Samus Returns alleviates these problems while adding a fundamental twist: it’s not so much about exploring SR388 as it is about surviving it. Combat is the focus here, with a much more twitchy, responsive control scheme (complete with a parry-and-counter mechanic) and enemies that hit hard and go in for the kill. I’ve seen some people complain that this isn’t true to the spirit of Metroid, which in a broad sense is true, but I do think it’s true to the particular spirit of Metroid 2: it makes sense that a game about hunting down metroids would be a pugnacious experience. There is still a lot of exploring to be had – the individual areas are huge and nonlinear – but it’s a far more relentless and exhausting experience, and the map design aims more at a feeling of convolution than the organic world of Super.

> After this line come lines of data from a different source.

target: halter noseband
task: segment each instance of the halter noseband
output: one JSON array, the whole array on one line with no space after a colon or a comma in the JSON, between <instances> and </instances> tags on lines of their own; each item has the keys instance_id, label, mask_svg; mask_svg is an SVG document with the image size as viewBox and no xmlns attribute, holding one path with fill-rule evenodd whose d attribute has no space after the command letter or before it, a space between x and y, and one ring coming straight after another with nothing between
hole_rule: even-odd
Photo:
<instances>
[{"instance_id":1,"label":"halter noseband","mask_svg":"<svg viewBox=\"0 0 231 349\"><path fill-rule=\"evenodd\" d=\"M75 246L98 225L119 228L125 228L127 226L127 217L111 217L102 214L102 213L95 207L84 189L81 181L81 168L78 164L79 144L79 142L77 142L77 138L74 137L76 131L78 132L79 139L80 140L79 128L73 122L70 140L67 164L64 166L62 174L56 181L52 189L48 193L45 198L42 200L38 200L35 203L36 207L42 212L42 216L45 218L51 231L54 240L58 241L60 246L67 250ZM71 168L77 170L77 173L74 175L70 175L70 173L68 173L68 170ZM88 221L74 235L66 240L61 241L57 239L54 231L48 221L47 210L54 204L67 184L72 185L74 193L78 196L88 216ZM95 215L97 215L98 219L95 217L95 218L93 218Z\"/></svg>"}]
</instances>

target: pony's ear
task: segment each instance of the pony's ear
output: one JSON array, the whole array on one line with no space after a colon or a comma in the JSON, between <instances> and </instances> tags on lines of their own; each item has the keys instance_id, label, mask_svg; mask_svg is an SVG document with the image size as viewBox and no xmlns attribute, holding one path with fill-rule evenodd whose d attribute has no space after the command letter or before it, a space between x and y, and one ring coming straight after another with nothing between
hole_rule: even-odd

Metroid 2 had a lack of variety when it came to environmental design. This was again likely due to the limitations of the Gameboy, but it’s been replicated in the remake, as it suits the game’s theme. The effect of this repetitiveness is a sense of plunging ever deeper into the labyrinth that the metroids labyrinth, a feeling that you’re getting over your head as you progress through seemingly endless corridors and shafts.
The game’s not without some flaws of its own. For all its greater detail, Samus Returns feels a tad less interested in using its environment to tell a story or suggest mysteries. And it ultimately doesn’t quite know when to ease up on the action, which weakens the atmosphere at times. This may seem like a minor complaint, but at least for me it prevents Samus Returns from being a remake that completely eclipses the original. Metroid 2 has a slow building sense of dread that culminates in a remarkably understated ending, while Samus Returns goes out all plasma beams blazing. The latter is the better game, while the former is the better experience, if that makes sense.
One thing is clear, though: Samus has indeed returned.